Migraine is a common and debilitating condition. Its treatment has received considerable attention in recent times with the introduction into clinical use of the serotonin (5HT)1B/D-like agonist sumatriptan. It is known from human studies that the intracranial blood vessels and dura mater are important pain-sensitive structures since mechanical or electrical stimulation of these vessels, such as the superior sagittal sinus, causes pain. We have developed a model of craniovascular pain by stimulating the superior sagittal sinus and monitoring trigeminal neuronal activity using electrophysiological techniques. In this study we determined the effect of intravenous administration of the novel anti-migraine compound zolmitriptan (311C90) upon evoked neuronal activity in trigeminal neurons. Nine adult cats were anaesthetised with alpha-chloralose (60 mg/kg, i.p.; 20 mg/kg, i.v., 2-hourly) with all surgery being conducted under halothane (1-3%). The superior sagittal sinus was isolated for electrical stimulation.
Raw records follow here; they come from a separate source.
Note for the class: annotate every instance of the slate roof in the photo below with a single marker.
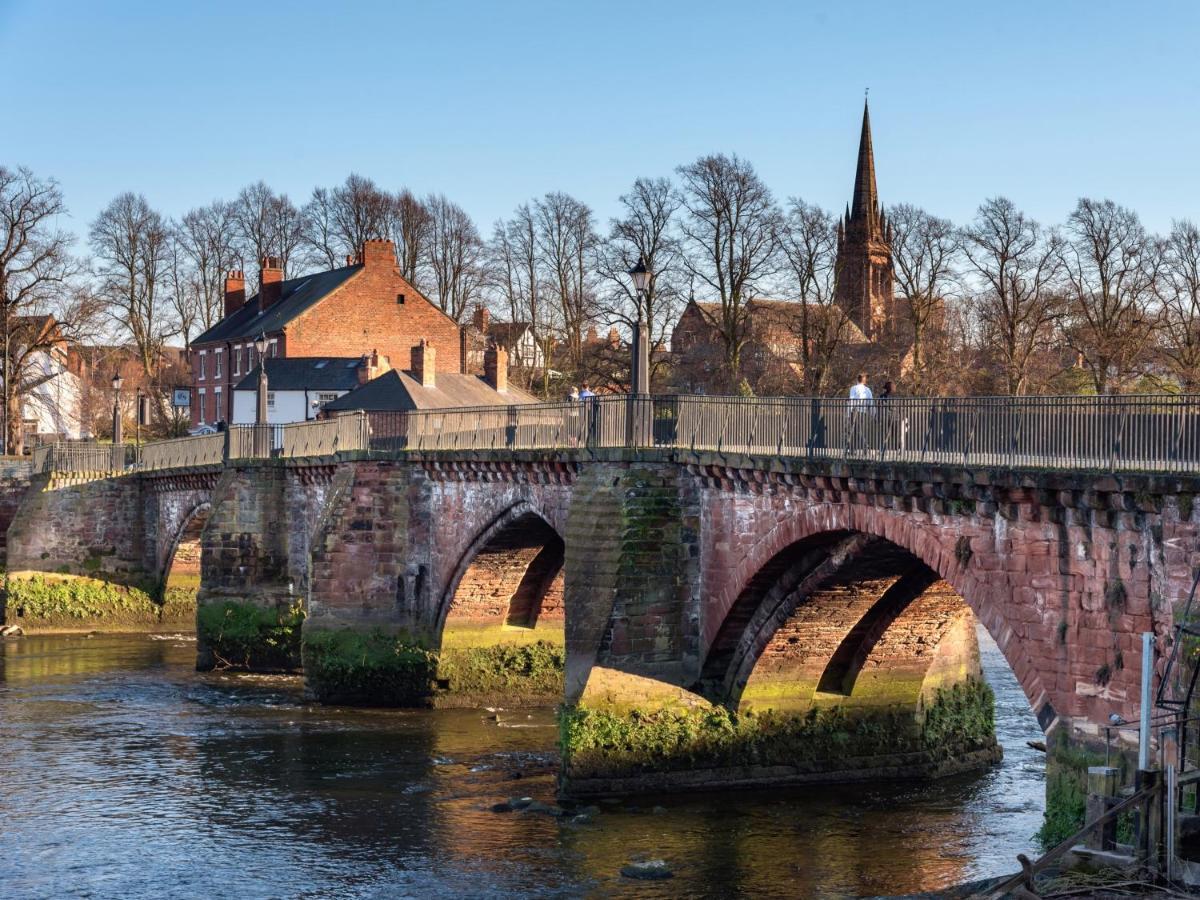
(297, 295)
(399, 391)
(311, 373)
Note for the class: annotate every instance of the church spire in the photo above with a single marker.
(865, 198)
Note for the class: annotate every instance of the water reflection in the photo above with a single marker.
(126, 774)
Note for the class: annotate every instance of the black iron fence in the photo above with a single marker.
(1109, 433)
(1145, 432)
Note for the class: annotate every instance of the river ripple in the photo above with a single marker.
(125, 774)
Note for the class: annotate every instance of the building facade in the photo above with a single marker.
(343, 312)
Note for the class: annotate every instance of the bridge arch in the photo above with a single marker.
(901, 558)
(179, 580)
(501, 624)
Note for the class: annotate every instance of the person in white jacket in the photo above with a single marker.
(861, 402)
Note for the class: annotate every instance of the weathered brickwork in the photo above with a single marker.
(405, 544)
(365, 315)
(679, 579)
(15, 479)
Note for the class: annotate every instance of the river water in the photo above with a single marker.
(126, 774)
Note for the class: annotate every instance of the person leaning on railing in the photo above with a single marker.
(862, 401)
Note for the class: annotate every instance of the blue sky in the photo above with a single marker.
(497, 102)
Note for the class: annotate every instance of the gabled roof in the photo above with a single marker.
(399, 391)
(297, 295)
(507, 333)
(311, 373)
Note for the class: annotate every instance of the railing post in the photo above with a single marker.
(1102, 787)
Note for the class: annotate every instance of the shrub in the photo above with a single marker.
(243, 635)
(347, 666)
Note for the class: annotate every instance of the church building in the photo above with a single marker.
(864, 286)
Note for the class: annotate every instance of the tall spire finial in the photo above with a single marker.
(865, 198)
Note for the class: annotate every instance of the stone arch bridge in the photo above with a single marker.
(827, 598)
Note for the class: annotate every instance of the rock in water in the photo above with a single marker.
(648, 870)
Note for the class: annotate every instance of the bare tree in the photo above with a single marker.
(517, 277)
(360, 211)
(1179, 291)
(36, 280)
(203, 255)
(645, 231)
(809, 243)
(268, 225)
(321, 229)
(408, 226)
(731, 233)
(1111, 267)
(132, 244)
(923, 249)
(567, 240)
(1020, 301)
(455, 256)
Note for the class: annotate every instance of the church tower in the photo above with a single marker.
(864, 247)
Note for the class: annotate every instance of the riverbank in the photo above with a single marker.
(59, 603)
(237, 779)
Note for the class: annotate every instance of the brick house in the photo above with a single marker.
(358, 309)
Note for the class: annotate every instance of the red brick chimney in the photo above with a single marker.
(496, 369)
(424, 364)
(235, 291)
(271, 282)
(372, 365)
(378, 252)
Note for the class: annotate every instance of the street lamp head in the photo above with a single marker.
(641, 275)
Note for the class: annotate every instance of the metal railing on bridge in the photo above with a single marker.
(1144, 432)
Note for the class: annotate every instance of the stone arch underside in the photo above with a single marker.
(945, 552)
(180, 579)
(841, 619)
(508, 585)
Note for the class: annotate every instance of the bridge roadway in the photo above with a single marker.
(767, 555)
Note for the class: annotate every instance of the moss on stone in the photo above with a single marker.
(367, 669)
(1067, 766)
(43, 600)
(509, 671)
(601, 743)
(377, 669)
(246, 636)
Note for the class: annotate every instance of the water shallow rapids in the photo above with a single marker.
(126, 774)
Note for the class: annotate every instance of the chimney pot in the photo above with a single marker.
(270, 282)
(235, 292)
(378, 252)
(496, 369)
(425, 364)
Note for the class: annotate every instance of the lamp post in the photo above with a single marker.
(641, 373)
(117, 408)
(261, 347)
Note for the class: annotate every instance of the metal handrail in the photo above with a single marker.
(1110, 433)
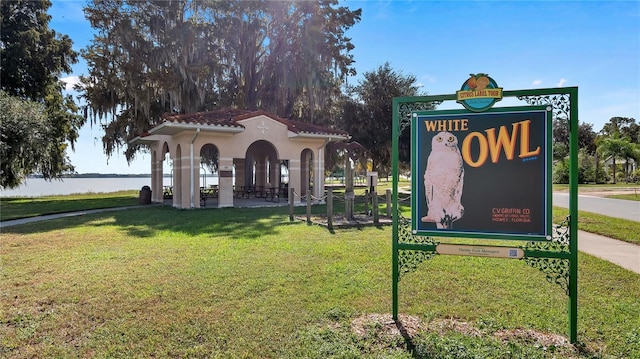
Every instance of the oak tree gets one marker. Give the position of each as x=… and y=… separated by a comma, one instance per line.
x=32, y=59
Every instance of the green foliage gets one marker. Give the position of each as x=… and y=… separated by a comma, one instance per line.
x=622, y=127
x=33, y=57
x=147, y=58
x=561, y=171
x=247, y=283
x=617, y=148
x=367, y=117
x=28, y=142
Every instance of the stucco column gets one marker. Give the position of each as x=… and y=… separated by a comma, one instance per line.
x=156, y=179
x=177, y=178
x=295, y=178
x=185, y=189
x=240, y=163
x=318, y=180
x=225, y=182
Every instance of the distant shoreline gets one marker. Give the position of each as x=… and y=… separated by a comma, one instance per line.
x=111, y=175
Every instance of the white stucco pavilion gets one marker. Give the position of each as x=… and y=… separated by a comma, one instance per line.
x=253, y=145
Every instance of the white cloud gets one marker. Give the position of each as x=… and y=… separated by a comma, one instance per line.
x=429, y=78
x=70, y=81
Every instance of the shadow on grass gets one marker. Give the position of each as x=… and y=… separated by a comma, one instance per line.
x=17, y=208
x=240, y=223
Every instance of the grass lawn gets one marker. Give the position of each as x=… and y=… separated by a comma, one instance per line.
x=247, y=283
x=24, y=207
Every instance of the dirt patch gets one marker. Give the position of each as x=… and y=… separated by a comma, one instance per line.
x=383, y=324
x=531, y=337
x=385, y=328
x=340, y=221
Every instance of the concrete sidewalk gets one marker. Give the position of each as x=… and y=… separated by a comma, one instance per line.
x=624, y=254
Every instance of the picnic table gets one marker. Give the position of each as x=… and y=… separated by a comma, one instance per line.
x=208, y=192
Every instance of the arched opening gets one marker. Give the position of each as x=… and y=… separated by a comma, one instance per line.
x=209, y=162
x=166, y=173
x=260, y=170
x=306, y=171
x=177, y=178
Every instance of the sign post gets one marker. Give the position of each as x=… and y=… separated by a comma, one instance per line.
x=485, y=173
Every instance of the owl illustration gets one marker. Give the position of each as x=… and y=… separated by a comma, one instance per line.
x=443, y=181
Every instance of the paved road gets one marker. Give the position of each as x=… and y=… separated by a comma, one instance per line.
x=606, y=206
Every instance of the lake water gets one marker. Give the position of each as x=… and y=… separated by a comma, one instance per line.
x=37, y=187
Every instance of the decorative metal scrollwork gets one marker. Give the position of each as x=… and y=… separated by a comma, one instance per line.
x=555, y=269
x=408, y=260
x=405, y=110
x=560, y=103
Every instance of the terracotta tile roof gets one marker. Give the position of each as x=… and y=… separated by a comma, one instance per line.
x=214, y=118
x=231, y=117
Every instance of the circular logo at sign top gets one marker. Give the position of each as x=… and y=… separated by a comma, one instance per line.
x=479, y=93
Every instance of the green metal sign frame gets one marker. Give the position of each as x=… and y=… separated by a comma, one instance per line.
x=554, y=253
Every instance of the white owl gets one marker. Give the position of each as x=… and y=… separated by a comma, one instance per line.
x=443, y=180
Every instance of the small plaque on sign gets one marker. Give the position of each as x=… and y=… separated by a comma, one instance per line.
x=479, y=251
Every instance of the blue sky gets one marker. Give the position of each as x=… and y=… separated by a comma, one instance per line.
x=594, y=45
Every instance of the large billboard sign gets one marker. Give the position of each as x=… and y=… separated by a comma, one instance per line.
x=482, y=174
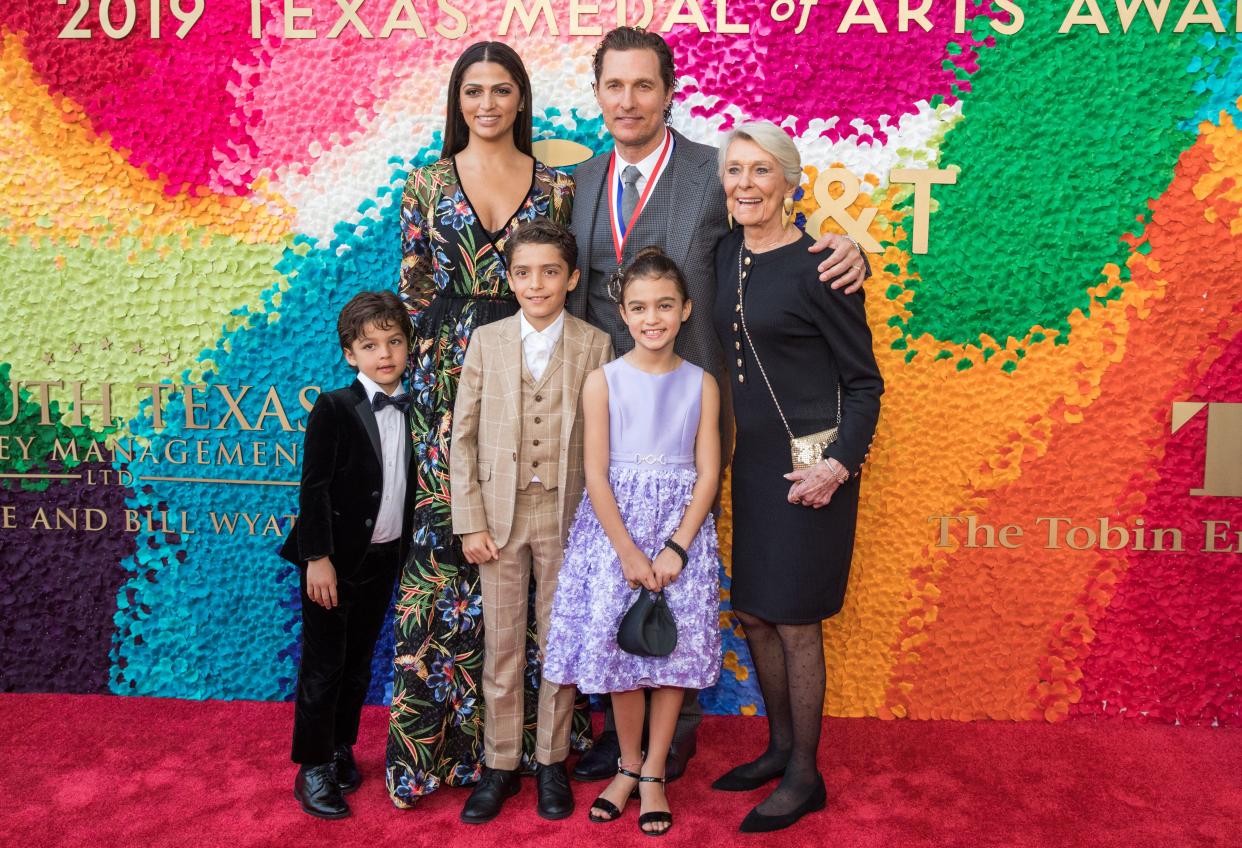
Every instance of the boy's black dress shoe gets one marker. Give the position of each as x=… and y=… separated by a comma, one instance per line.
x=317, y=791
x=348, y=777
x=601, y=761
x=555, y=798
x=756, y=822
x=489, y=793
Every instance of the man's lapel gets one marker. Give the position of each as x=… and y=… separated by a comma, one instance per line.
x=363, y=410
x=589, y=188
x=686, y=181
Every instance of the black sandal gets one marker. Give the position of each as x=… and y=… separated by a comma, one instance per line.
x=606, y=806
x=656, y=817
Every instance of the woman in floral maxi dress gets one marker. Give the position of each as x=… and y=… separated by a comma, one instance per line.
x=452, y=279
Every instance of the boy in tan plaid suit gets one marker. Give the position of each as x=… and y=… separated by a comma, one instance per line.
x=516, y=472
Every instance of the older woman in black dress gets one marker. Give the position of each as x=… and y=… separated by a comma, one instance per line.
x=800, y=363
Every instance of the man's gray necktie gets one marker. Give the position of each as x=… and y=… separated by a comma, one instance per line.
x=629, y=194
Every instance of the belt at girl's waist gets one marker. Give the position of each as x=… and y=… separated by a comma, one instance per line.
x=651, y=460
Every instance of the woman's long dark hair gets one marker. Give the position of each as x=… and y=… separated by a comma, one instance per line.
x=456, y=133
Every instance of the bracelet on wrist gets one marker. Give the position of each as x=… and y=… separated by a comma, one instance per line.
x=681, y=551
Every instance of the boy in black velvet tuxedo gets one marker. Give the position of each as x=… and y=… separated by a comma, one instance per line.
x=349, y=543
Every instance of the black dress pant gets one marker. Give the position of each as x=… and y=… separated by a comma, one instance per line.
x=337, y=648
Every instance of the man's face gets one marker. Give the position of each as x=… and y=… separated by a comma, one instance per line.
x=632, y=97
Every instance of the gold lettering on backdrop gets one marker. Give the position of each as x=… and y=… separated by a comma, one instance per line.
x=193, y=406
x=527, y=15
x=456, y=14
x=1216, y=539
x=292, y=13
x=349, y=18
x=852, y=16
x=234, y=407
x=1222, y=455
x=1128, y=9
x=395, y=21
x=1191, y=15
x=923, y=179
x=80, y=402
x=157, y=520
x=158, y=391
x=576, y=10
x=684, y=11
x=722, y=20
x=1087, y=13
x=906, y=16
x=838, y=207
x=45, y=400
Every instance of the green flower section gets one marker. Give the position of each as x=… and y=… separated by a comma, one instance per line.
x=124, y=313
x=1065, y=139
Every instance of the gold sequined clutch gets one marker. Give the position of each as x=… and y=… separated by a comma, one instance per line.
x=805, y=451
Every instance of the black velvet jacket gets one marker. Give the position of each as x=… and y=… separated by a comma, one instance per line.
x=342, y=483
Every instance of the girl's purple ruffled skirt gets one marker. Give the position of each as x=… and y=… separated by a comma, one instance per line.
x=593, y=596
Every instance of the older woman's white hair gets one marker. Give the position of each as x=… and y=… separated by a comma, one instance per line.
x=773, y=139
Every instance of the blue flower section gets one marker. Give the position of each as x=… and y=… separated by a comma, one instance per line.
x=1216, y=68
x=729, y=694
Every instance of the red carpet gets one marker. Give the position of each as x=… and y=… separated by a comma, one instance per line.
x=109, y=771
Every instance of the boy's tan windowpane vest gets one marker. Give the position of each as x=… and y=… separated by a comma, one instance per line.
x=538, y=455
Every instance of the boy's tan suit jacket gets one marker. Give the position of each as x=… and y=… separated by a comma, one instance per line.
x=487, y=425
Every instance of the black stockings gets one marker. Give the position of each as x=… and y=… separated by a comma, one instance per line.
x=789, y=661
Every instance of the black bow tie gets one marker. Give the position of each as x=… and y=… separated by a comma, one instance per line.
x=400, y=401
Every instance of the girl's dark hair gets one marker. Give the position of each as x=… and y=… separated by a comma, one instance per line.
x=650, y=262
x=456, y=132
x=384, y=309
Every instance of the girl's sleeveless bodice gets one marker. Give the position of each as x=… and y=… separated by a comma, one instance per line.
x=653, y=417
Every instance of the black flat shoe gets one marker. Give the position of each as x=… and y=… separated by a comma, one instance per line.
x=489, y=795
x=601, y=761
x=656, y=817
x=610, y=810
x=555, y=798
x=348, y=777
x=317, y=791
x=734, y=781
x=756, y=822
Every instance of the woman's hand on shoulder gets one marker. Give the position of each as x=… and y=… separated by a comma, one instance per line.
x=845, y=267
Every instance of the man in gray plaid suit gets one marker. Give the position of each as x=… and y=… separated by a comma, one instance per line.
x=658, y=188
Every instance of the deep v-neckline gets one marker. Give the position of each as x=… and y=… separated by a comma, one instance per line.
x=506, y=222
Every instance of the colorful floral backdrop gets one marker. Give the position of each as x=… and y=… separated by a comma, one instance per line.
x=196, y=210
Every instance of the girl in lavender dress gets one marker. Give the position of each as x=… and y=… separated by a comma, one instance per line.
x=652, y=461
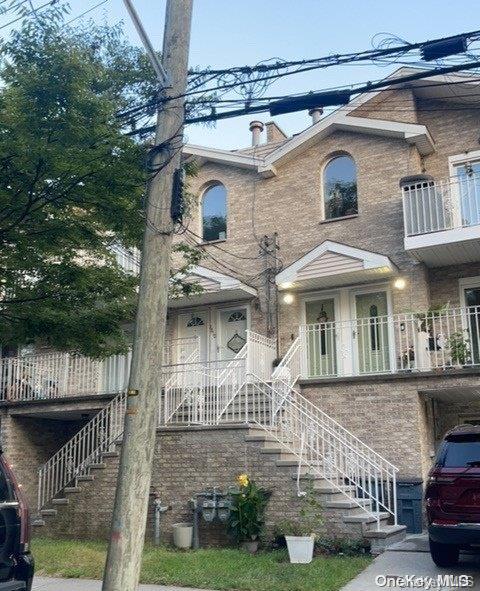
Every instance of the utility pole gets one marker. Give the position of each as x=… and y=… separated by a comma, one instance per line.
x=269, y=248
x=127, y=538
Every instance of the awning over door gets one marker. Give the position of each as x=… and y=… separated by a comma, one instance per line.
x=332, y=264
x=214, y=287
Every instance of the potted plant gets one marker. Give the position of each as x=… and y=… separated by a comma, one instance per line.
x=300, y=533
x=247, y=513
x=459, y=347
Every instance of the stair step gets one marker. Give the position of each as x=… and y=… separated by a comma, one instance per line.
x=72, y=489
x=348, y=504
x=48, y=512
x=386, y=531
x=367, y=519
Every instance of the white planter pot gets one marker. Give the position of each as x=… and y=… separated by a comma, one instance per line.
x=300, y=549
x=182, y=535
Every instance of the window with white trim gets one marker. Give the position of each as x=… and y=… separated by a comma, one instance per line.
x=340, y=187
x=214, y=213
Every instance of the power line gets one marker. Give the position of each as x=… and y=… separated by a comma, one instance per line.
x=85, y=12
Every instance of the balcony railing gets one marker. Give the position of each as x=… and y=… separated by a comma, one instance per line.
x=61, y=374
x=412, y=342
x=435, y=206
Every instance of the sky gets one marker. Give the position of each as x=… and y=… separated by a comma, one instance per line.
x=244, y=32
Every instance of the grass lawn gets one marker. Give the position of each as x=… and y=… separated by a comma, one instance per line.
x=210, y=568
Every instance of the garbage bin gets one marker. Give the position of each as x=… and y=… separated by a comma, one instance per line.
x=409, y=503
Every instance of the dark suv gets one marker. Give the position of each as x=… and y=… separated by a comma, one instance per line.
x=453, y=495
x=16, y=562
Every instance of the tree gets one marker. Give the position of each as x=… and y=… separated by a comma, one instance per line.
x=71, y=182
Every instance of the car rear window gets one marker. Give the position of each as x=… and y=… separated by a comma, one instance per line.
x=459, y=454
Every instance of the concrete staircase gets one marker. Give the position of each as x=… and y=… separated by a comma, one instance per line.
x=342, y=509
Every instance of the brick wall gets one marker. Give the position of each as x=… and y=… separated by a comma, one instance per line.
x=187, y=462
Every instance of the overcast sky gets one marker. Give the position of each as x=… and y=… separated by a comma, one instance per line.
x=239, y=32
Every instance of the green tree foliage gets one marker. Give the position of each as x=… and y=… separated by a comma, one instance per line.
x=71, y=181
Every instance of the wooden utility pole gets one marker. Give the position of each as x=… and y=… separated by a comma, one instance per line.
x=124, y=557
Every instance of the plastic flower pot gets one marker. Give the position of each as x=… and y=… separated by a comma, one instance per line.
x=300, y=549
x=183, y=535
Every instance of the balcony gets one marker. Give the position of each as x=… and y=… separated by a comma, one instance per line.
x=442, y=220
x=402, y=343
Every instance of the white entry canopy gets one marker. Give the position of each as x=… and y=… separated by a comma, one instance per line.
x=332, y=264
x=215, y=287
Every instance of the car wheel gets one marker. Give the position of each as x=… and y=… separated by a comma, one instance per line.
x=444, y=554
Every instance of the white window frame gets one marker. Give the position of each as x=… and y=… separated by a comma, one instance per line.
x=322, y=186
x=208, y=186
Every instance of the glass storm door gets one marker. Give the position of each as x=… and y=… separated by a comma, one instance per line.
x=233, y=332
x=370, y=333
x=321, y=341
x=472, y=301
x=194, y=324
x=468, y=175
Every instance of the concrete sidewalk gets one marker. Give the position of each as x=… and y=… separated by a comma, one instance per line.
x=48, y=584
x=411, y=557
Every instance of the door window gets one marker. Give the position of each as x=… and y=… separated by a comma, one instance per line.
x=321, y=337
x=468, y=176
x=372, y=334
x=194, y=324
x=233, y=326
x=472, y=301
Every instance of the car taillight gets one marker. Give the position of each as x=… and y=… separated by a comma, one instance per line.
x=445, y=521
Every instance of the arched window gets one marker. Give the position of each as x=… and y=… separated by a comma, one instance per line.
x=340, y=188
x=214, y=213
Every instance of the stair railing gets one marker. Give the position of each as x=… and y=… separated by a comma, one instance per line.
x=333, y=454
x=84, y=449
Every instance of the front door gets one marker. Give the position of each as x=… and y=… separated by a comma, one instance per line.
x=472, y=301
x=371, y=332
x=232, y=332
x=194, y=324
x=320, y=337
x=468, y=175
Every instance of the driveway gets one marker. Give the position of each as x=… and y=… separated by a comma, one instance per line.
x=48, y=584
x=411, y=557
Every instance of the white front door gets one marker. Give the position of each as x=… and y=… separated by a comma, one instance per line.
x=321, y=336
x=371, y=332
x=195, y=324
x=232, y=332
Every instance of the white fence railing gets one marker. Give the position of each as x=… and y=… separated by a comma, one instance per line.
x=433, y=206
x=325, y=448
x=56, y=375
x=444, y=339
x=84, y=449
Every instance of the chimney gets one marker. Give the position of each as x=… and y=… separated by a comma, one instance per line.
x=274, y=133
x=256, y=127
x=315, y=114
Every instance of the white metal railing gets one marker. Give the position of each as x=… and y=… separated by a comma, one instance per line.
x=127, y=258
x=84, y=449
x=56, y=375
x=325, y=448
x=433, y=206
x=410, y=342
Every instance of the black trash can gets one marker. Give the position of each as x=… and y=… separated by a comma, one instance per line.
x=409, y=503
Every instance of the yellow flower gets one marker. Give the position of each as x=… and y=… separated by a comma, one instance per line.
x=243, y=480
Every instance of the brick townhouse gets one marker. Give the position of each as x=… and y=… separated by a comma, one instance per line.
x=336, y=334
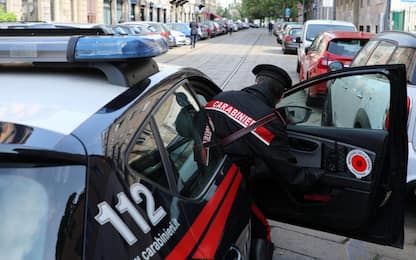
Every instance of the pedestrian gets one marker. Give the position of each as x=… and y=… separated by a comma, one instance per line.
x=267, y=149
x=194, y=33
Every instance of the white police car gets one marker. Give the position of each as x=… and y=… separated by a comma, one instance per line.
x=95, y=164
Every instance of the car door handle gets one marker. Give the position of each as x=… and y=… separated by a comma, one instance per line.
x=233, y=254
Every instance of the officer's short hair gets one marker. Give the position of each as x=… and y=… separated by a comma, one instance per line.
x=273, y=75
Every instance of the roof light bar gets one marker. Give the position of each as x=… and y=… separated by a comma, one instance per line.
x=119, y=47
x=87, y=48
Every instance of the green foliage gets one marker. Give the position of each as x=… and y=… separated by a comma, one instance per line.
x=7, y=17
x=273, y=9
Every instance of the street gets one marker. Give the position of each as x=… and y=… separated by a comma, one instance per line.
x=228, y=60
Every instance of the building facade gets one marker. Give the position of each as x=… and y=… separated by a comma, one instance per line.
x=110, y=11
x=367, y=15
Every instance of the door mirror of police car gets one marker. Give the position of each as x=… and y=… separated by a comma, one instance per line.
x=295, y=114
x=336, y=65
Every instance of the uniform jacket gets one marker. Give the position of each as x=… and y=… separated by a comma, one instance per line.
x=268, y=146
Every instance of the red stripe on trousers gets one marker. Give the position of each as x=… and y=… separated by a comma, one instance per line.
x=189, y=240
x=209, y=244
x=261, y=217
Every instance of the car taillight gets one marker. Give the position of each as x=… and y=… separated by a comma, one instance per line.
x=387, y=120
x=323, y=63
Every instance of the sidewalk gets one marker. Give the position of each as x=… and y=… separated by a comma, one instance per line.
x=292, y=242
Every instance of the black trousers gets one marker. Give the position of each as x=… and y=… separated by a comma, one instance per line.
x=193, y=40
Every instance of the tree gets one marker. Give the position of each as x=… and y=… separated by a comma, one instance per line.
x=272, y=9
x=7, y=17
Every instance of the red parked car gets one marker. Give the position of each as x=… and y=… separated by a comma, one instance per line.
x=326, y=48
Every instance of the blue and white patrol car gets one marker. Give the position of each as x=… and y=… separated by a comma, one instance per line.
x=98, y=158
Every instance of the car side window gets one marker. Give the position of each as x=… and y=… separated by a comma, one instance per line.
x=404, y=56
x=322, y=45
x=144, y=158
x=347, y=102
x=382, y=53
x=362, y=56
x=315, y=43
x=178, y=121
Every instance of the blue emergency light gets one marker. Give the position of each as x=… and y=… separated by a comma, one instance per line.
x=80, y=48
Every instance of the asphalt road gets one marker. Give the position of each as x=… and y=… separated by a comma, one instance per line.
x=228, y=60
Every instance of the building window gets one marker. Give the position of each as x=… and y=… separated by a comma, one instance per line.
x=3, y=4
x=141, y=13
x=133, y=13
x=52, y=10
x=107, y=12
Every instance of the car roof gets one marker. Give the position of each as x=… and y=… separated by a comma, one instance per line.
x=345, y=34
x=405, y=39
x=329, y=22
x=54, y=100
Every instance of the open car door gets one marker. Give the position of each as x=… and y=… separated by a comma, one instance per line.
x=357, y=134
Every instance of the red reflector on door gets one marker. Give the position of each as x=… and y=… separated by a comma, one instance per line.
x=317, y=197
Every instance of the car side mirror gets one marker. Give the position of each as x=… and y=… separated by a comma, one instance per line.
x=295, y=114
x=336, y=65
Recordings were made from caudal trigeminal neurons at the C2 level of the cervical spinal cord with tungsten-in-glass microelectrodes. Signals were amplified and analysed by a custom-written program that enabled software filtering and extraction of both evoked potential and single cell data. Data were collected before and after administration of zolmitriptan. Electrical stimulation of the superior sagittal sinus resulted in activation of neuronal elements within the trigeminal nucleus that could be monitored as single unit activity or as evoked potentials, the latter reflecting both primary afferent and trigeminal cell body activity. The evoked potential recorded from the trigeminal nucleus was 207 +/- 14 microV and was reduced by zolmitriptan (100 micrograms/kg, i.v.) to a mean of 98 +/- 17 microV. Similarly, the probability of firing for trigeminal neurons was reduced from a control level of 0.63 +/- 0.1 to 0.13 +/- 0.05 after a dose of 100 micrograms/kg intravenously. These effects were dose-dependent and were significantly different from the effect of vehicle (P < 0.05). These data demonstrate that systemically administered zolmitriptan can inhibit evoked trigeminovascular activity within the trigeminal nucleus. This inhibition of trigeminal activity may play a role in the anti-migraine actions of this compound and offers the prospect of a third pathophysiologically consistent target site for anti-migraine drug effects.